As opposed to the standard 54mm size popularised by Britains figures, the minimally painted dimestore figures were 3 inches/7 cm in size to correspond with the American made standard gauge toy trains of the time. Though they had made smaller sized figures previously, Barclay began their 3 inch size in 1924 with the figures made of 87% lead and 13% antimony.
The largest manufacture of toy soldier in the United States in the 1930s and early 1940s was the Barclay Manufacturing Company. Prices of the soldiers were mostly kept to five cents, a nickel during this time, making them affordable to children. Other manufacturers made similar figures in mostly comparable sizes. The soldier's uniforms changed with military fashion, going from high collar to open collar and from puttees to leggings.
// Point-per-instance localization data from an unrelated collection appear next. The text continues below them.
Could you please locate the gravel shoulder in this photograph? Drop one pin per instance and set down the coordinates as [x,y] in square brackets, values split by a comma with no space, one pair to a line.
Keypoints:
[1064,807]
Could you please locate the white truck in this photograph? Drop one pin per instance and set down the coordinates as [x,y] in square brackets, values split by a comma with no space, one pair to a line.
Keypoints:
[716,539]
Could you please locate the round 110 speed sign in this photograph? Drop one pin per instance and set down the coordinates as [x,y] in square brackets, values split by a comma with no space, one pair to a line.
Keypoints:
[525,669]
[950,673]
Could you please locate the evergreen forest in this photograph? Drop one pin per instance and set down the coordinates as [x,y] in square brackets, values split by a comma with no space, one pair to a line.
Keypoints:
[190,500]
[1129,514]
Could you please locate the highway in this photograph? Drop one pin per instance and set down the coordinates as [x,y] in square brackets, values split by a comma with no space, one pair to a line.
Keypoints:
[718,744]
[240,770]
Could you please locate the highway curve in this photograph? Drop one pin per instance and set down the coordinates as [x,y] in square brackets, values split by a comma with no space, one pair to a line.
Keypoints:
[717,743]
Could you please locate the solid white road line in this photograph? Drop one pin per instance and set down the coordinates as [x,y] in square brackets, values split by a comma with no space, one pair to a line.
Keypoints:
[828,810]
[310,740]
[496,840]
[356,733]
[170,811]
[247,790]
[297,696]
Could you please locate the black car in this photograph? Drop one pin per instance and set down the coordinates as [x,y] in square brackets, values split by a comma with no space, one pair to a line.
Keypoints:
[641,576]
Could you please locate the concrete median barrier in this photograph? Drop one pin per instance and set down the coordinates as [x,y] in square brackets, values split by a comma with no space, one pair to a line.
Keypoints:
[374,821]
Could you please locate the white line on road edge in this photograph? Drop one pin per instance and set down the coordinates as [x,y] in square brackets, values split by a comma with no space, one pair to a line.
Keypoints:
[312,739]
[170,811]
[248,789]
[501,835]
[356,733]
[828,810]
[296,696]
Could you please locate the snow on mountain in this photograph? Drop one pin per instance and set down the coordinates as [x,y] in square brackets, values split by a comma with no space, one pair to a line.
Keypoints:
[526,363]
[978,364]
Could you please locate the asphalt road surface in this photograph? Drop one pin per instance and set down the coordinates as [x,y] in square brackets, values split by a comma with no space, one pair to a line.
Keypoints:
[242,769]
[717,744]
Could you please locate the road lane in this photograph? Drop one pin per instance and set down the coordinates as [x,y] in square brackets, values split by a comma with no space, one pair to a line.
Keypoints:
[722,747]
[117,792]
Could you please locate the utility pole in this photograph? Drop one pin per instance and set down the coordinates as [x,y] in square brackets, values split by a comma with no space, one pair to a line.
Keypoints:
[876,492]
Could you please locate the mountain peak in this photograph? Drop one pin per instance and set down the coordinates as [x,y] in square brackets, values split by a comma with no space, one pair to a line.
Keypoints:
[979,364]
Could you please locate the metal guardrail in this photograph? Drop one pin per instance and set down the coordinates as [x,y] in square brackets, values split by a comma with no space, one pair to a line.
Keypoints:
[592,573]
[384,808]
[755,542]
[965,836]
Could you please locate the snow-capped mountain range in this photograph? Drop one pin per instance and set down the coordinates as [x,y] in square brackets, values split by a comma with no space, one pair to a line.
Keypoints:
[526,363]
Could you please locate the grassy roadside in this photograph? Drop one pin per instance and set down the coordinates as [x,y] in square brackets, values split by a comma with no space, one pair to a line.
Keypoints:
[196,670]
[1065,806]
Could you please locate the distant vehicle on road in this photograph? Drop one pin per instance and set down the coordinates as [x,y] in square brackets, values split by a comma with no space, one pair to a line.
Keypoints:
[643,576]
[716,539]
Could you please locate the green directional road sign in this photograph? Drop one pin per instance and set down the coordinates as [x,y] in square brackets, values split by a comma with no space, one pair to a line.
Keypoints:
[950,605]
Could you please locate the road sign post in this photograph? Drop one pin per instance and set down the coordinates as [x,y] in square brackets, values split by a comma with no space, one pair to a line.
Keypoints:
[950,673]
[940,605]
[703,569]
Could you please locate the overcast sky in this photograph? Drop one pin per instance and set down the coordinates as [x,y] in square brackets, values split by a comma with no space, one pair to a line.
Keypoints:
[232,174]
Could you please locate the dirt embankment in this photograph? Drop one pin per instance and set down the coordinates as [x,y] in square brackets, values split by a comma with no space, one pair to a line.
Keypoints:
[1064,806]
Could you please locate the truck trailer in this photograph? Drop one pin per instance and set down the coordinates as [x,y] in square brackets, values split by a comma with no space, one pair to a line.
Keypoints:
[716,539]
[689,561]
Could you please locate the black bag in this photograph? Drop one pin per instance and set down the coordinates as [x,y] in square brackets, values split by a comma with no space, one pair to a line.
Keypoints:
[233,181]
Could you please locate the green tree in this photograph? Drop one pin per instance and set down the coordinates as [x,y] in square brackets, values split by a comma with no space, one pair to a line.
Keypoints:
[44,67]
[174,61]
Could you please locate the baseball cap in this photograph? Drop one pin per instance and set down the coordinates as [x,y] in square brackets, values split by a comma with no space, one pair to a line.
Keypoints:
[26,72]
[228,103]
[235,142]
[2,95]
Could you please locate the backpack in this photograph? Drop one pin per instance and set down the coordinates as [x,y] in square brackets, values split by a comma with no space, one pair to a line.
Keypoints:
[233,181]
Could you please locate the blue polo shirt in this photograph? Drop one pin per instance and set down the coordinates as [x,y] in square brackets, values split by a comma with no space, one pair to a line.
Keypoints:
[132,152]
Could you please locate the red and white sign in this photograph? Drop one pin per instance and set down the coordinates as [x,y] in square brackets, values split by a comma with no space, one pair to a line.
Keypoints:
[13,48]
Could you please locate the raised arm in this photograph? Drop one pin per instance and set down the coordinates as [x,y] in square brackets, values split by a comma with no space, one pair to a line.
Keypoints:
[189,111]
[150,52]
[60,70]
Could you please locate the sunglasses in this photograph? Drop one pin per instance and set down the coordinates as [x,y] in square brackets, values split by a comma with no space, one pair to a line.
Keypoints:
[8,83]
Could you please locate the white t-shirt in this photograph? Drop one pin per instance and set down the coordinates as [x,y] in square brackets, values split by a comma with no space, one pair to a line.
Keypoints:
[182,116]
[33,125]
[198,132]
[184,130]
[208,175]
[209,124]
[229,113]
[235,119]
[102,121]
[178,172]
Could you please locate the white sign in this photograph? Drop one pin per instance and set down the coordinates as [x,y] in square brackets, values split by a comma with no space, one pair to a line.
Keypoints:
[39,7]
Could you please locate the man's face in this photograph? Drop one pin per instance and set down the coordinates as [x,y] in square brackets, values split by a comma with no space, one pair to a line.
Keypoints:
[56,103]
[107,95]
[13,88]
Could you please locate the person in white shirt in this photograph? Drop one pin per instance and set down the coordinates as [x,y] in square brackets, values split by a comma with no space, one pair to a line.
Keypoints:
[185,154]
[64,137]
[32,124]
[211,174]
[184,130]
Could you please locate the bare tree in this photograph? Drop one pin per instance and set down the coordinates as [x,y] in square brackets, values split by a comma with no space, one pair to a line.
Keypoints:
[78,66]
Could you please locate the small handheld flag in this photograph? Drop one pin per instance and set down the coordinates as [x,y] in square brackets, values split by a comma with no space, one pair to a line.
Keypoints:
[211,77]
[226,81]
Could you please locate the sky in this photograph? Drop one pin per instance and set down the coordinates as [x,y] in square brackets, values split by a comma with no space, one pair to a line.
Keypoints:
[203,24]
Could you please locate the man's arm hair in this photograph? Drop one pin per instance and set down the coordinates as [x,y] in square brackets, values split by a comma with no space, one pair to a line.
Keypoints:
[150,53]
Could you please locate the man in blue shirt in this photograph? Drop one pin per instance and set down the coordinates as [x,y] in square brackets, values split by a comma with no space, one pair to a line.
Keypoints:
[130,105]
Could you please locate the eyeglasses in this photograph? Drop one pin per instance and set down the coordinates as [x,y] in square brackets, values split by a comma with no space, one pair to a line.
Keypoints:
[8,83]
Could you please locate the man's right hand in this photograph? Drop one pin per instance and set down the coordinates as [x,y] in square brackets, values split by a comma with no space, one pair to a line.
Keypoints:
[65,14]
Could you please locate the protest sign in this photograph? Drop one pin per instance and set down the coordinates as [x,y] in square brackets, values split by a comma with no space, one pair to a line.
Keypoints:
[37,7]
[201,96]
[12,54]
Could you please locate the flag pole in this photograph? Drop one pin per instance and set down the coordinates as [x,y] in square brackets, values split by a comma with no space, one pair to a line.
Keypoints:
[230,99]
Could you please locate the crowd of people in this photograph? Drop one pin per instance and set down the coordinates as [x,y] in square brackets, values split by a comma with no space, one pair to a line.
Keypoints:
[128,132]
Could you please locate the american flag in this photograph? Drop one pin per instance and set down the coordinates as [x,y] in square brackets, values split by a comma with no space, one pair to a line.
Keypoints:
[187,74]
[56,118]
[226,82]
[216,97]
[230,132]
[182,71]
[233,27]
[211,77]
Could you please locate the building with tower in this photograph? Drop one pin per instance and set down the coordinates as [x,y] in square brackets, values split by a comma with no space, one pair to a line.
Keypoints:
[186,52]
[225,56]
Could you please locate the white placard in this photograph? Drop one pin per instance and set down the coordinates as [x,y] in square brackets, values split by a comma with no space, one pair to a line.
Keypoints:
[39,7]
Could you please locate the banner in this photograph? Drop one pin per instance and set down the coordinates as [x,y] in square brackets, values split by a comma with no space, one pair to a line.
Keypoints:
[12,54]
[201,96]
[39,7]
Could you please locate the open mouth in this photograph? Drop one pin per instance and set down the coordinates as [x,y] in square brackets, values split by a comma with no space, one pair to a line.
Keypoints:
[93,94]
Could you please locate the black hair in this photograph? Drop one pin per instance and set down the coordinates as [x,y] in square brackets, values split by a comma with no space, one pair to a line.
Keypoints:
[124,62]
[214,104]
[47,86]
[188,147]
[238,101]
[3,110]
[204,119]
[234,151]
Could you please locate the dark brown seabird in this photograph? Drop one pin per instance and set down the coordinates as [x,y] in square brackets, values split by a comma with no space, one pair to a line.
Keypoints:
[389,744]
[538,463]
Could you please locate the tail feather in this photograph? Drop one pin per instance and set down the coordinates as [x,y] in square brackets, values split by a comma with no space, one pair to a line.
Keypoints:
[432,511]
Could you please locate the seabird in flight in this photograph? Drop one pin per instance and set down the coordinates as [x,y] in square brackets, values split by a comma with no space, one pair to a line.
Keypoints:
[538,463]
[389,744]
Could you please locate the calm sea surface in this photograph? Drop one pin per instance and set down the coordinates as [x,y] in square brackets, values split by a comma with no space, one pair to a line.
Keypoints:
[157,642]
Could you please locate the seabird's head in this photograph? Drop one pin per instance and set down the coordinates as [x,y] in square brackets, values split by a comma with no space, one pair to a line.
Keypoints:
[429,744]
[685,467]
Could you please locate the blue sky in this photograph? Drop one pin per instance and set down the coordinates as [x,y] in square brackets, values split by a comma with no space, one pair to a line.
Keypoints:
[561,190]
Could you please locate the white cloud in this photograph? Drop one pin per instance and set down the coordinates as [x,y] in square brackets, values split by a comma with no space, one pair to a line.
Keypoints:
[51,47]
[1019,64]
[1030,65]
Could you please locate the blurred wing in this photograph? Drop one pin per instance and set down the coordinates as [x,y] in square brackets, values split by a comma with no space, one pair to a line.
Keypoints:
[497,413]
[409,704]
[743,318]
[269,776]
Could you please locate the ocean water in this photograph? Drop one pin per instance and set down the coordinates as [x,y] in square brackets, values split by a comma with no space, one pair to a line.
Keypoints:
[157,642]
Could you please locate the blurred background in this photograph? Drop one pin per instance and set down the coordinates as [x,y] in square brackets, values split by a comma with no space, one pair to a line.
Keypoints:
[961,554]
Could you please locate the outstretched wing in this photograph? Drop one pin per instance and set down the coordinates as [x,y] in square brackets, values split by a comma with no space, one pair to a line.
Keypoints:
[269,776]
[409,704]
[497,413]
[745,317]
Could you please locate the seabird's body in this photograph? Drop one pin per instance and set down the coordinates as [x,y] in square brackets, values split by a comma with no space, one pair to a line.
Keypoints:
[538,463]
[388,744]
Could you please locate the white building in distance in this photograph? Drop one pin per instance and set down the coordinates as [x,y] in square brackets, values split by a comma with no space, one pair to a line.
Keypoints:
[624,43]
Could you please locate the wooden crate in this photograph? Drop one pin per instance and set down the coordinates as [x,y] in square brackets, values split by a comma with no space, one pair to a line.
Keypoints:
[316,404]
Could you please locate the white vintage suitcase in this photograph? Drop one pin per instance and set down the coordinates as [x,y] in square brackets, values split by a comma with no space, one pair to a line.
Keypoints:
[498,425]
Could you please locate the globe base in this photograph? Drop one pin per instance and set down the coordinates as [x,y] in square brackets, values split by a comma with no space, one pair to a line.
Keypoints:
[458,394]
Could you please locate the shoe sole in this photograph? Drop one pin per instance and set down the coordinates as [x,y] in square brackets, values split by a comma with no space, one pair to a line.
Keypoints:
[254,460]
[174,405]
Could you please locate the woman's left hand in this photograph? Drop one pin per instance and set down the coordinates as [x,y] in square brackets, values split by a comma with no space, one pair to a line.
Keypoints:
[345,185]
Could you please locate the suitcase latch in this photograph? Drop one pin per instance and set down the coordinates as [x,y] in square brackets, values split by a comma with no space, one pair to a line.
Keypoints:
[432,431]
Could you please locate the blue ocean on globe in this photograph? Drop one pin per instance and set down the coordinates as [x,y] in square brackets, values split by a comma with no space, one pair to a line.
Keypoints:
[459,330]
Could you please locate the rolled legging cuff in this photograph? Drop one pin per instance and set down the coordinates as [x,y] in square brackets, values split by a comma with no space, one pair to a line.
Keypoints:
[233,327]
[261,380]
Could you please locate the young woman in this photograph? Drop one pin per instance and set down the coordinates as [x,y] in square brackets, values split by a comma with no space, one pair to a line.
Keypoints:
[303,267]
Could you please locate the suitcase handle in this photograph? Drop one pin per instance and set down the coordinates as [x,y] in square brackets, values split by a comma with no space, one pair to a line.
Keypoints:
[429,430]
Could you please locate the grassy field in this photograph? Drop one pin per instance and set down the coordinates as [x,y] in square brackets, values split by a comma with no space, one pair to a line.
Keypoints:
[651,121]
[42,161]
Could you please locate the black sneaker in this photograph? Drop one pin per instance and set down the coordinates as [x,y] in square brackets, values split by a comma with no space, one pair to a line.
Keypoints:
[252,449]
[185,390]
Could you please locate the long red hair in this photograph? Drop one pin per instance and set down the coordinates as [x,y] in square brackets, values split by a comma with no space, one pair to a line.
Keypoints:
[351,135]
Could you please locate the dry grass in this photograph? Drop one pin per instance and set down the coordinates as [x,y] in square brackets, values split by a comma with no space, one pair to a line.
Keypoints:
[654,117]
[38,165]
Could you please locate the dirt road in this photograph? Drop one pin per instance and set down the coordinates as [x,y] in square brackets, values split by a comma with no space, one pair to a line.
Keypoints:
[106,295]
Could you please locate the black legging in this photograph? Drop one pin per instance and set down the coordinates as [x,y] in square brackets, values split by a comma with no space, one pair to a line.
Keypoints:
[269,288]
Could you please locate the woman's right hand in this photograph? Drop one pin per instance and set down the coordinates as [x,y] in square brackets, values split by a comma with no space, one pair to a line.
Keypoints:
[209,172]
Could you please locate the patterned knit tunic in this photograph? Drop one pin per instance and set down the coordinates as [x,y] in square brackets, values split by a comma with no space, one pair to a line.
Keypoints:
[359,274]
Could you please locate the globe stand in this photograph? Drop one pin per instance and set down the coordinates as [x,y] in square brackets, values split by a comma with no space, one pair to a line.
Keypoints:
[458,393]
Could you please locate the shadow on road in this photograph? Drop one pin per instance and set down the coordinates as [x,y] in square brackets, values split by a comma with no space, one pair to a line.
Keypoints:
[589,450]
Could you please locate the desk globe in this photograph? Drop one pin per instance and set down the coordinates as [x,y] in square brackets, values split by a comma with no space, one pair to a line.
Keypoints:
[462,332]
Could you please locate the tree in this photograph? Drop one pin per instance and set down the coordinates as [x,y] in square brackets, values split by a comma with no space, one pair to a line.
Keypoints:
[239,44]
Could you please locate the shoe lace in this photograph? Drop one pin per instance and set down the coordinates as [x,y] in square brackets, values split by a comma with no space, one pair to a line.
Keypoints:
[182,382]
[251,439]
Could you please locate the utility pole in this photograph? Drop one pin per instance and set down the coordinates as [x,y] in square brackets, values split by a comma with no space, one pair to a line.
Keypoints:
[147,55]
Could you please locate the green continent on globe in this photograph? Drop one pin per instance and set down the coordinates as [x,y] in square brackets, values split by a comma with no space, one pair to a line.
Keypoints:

In 1942 lead toy production ceased with American toy soldiers being manufactured in composition, plastic and paper. Production resumed in 1945 with moulds reconfigured to the M1 Helmet but prices rose to 10 and later 15 cents. In the early 1950s Barclay conserved metal by designing new figures with a large "pod foot" instead of the usual base. However the low cost of mass amounts of unpainted plastic figures, the increasing cost of the price of metal and scares of the dangers of metal toys lead to the demise of the dimestore soldier.
Barclay's biggest rival the Manoil Manufacturing Co. ceased trading in 1959. Barclay ceased trading in 1971.